İki haftadır yazılı ve görsel medyada yakından takip ettiğim bir isim var. Adı Della Miles... Türkiye onunla yaklaşık yedi yıl önce tanıştı. Bir konser için geldiği Türkiye’ye hayran kaldı ve ziyaretlerini sıklaştırma, bu ülkenin insanını yakından tanıma kararı aldı.
Gel zaman git zaman Türk insanı ona, o da Türk insanına o denli alıştı ki... Rahmetli Müslüm Gürses’in anı albümü olan ‘’Baba Şarkılar’’da ‘’Konuşsana Bir Tanem’’i seslendirerek belki de kariyerindeki en sıra dışı işe imza attı.
Yaklaşık iki hafta önce ise gazete manşetlerinde, televizyonların ana haber bültenlerinde ‘’Della Miles Müslüman oldu’’ haberini gördüğümde sebebini bilmediğim biçimde gayriihtiyari bir mutluluk yaşadım.
Yıllarca dünyanın en önemli müzisyenleriyle çalışmış Amerikalı bir şarkıcının Türkiye’ye olan hayranlığı ve İslamiyet’i tercih etmesi birçoğunuz gibi beni de sevindirdi. Lakin asıl en büyük sevincimi Filistin için sosyal medya hesaplarından yayınladığı destek mesajıyla yaşadım. ‘’Haksızlık karşısında susan dilsiz şeytandır.’’ dercesine, belki de yurtdışındaki birçok hayranını kaybetmeyi, kötü ve rencide edici tepkiler almayı, belki de protesto edilmeyi göze alarak yayınladığı o mesajla aklımdaki kuşkuları öyle net bir şekilde giderdi ki.
Şimdi bana soracaksınız... Neydi kuşkuların... Çok uzun uzadıya anlatmaya gerek yok. Çok meşhur bir “Ünlü” mankenimiz vakti zamanında o kadar çok din değiştirdi ki...
Vallahi bir ara hepimizin başı döndü. Şu an hangi dinin maneviyatıyla huzur buluyor bilmiyorum ama bu bile bizim bu tip şeylere kuşkulu yaklaşmamıza, aklımıza ‘’Yahu yoksa show mu yapıyor? Bu bir pazarlama hilesi midir?’’ sorularının gelmesine yetiyor.
Neyse ki kendi tabiriyle ‘’Çikolatalı Baklava’’ hepimizi mutlu etmeye ve sempatisini kazanmaya devam ediyor.
Umarım bir gün bir yerlerde yolumuz kesişir... Hoş geldin Della Miles...

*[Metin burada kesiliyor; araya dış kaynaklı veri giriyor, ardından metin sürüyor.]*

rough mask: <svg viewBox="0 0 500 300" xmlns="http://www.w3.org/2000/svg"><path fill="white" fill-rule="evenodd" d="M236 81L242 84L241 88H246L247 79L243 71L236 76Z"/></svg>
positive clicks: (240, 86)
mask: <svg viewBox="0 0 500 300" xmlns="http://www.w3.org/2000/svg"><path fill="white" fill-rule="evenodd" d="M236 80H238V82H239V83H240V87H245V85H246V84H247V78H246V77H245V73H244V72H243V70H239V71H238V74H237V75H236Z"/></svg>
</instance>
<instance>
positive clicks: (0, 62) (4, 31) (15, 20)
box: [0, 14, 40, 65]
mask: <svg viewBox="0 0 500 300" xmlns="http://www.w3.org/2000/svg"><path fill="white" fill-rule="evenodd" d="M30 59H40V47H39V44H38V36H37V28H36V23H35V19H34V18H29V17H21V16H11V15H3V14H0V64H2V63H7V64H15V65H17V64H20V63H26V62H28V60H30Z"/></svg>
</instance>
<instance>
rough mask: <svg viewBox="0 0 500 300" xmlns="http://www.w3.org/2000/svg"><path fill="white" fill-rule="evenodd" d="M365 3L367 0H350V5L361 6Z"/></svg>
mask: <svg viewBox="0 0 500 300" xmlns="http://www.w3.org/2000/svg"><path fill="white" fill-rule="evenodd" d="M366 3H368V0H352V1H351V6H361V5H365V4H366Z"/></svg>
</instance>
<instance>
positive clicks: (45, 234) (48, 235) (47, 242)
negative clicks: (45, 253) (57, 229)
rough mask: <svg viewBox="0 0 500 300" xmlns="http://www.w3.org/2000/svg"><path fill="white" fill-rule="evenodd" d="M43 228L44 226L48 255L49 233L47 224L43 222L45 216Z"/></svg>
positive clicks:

Reyting canavarı gerçek hikâye seviyor
Son dönemde reyting canavarına kurban gitmeyen dizilerin ortak yanı gerçek yaşanmış hikayelerden yola çıkmış olmaları gibi görünüyor.
Reytinglerde birinci olan dizilere bakınca da bunu çok rahat görebiliyoruz. Dönem dizileri de buna dahil. Çünkü izleyici artık diziyi izlerken adeta izlemiyor yaşıyor. Senaristlerin yaşanmış hikayeler üzerinden senaryo yazıp, bu işin üzerine gitmelerini tavsiye ediyorum.